Goizeder TABERNA

Le peuple catalan a déjà dit ce qu’il est

"Dans le jeu d’échec qui se joue entre les deux entités politiques, le 10 octobre, la Catalogne a déplacé le fou. L’Etat espagnol a déjà bougé le roi,une pièce capitale sur l’échiquier mais vulnérable"

Le temps du dialogue est un risque à prendre. En retardant la mise en œuvre de la déclaration d’indépendance signée le 10 octobre, la Catalogne a beaucoup à perdre. Notamment, la cohésion obtenue dans la famille indépendantiste, et la confiance de plus de 2 millions d’électeurs qui avaient bravé l’interdiction, dans la violence, de l’Etat espagnol. Mais elle a aussi beaucoup à gagner, si cette décision tactique permet de concrétiser le mandat que le peuple catalan a attribué à ses dirigeants. Ce qui est sûr, c’est qu’elle a réussi à maintenir le consensus obtenu lors du référendum. La satisfaction exprimée par le maire de Barcelone (Podemos) le soir même en est la preuve.

L’annonce a tout de même surpris, elle a provoqué quelques instants de confusion. On s’attendait à la déclaration solennelle d’indépendance. Certains l’ont perçue comme un pas en arrière. Or, les processus d’émancipation menés dans d’autres pays européens montrent qu’il y a toujours eu une période de quelques mois entre le référendum et la reconnaissance d’un Etat. Le cas de la Slovénie est souvent évoqué ces derniers temps. En 1991, le parlement avait engagé le processus de “dissociation” vis-à-vis de la Yougoslavie, dont l’effet se concrétiserait au plus tard au bout de six mois. Lituanie, Lettonie, Estonie, dans chaque cas, le rythme du processus s’est adapté à la réalité du pays, mais dans aucun d’entre eux la proclamation d’indépendance a eu un effet immédiat.

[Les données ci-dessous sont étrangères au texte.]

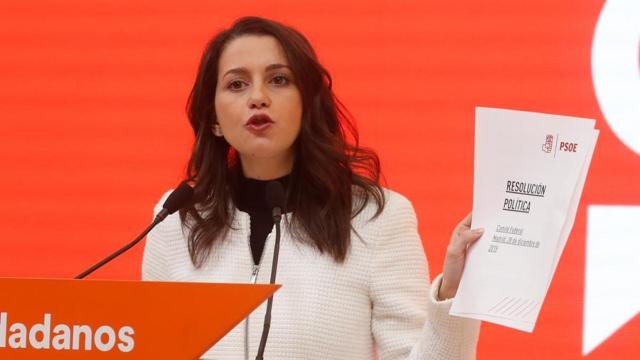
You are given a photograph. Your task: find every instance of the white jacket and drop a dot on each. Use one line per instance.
(377, 302)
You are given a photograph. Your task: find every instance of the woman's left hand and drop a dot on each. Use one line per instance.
(461, 239)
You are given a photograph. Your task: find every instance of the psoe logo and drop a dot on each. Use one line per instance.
(45, 336)
(612, 297)
(548, 144)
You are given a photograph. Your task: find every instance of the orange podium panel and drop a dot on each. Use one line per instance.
(94, 319)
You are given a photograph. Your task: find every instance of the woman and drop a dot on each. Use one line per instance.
(352, 266)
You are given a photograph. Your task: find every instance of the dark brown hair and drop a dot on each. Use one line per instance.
(332, 178)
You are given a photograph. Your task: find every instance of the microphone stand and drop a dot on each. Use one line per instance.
(277, 216)
(161, 215)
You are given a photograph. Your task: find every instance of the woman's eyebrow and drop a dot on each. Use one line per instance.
(277, 66)
(243, 71)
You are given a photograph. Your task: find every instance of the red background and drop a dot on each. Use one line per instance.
(93, 130)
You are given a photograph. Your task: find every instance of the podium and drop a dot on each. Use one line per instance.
(95, 319)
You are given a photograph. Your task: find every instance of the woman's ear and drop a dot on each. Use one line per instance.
(217, 130)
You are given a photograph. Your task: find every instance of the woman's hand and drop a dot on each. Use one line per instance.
(461, 239)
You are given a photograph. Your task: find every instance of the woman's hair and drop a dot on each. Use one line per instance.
(332, 177)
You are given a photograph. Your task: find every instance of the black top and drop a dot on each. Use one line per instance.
(251, 198)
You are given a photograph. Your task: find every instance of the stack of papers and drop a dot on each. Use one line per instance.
(529, 171)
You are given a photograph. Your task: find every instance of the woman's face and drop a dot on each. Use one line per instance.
(257, 104)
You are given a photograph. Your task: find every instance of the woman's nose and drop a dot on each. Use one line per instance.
(259, 98)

Pour que le temps que s’est octroyé l’exécutif catalan porte ses fruits, l’engagement des acteurs politiques européens sera important. Ce n’est pas gagné, dans cette Europe qui craint son émiettement. Néanmoins, Carles Puigdemont a réussi à internationaliser la question catalane et la communauté internationale peut voir dans son discours une main tendue. A la longue, cette situation pourrait isoler un Etat campé sur ses positions. Au lendemain de la session parlementaire, ce dernier se dit prêt à activer l’article 155 de la constitution qui permet de prendre le contrôle de la région. Une option qui ne ferait que rendre plus difficile le dialogue. Le dirigeant indépendantiste catalan d’ANC Jordi Sanchez le disait dans les colonnes du Monde : “Il n’y a pas d’autre voie que celle d’un référendum négocié avec l’Etat espagnol”.

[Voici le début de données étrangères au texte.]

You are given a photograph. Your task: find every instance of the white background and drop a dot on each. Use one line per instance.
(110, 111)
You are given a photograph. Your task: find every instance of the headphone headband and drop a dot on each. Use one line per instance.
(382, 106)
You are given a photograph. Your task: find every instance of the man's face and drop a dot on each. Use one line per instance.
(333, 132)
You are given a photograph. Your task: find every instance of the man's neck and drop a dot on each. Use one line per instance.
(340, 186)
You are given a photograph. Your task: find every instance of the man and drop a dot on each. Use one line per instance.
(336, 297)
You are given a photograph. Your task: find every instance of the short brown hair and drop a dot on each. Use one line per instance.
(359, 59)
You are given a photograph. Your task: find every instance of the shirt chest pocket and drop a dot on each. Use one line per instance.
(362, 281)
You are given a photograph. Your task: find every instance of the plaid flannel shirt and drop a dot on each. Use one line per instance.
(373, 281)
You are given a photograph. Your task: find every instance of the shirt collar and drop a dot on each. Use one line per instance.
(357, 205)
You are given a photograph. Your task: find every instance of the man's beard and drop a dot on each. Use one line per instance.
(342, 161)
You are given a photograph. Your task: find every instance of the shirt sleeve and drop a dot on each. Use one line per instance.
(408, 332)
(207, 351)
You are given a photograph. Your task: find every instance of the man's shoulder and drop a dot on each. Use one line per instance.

Dans le jeu d’échec qui se joue entre les deux entités politiques, le 10 octobre, la Catalogne a déplacé le fou. L’Etat espagnol a déjà bougé le roi, une pièce capitale sur l’échiquier mais vulnérable. En mettant en scène une position ferme et fermée de l’Etat à travers son incarnation, le roi Felipe VI, Madrid a éloigné l’issue de ce conflit et s’est mis en danger. Jusque-là retranché derrière la bannière de la légalité, à un moment donné, l’Etat devra reconnaître la légitimité du peuple catalan à décider ce qu’il veut être.

Sans attendre ce jour, ce dernier a déjà dit ce qu’il est. Il est cette capacité collective de transformation dont il a fait preuve ces derniers mois, qui illustre parfaitement la formule d’Eduardo Galeano : “Somos le que hacemos para cambiar lo que somos”, nous sommes ce que nous faisons pour changer ce que nous sommes. Un élan à la portée de tout un chacun.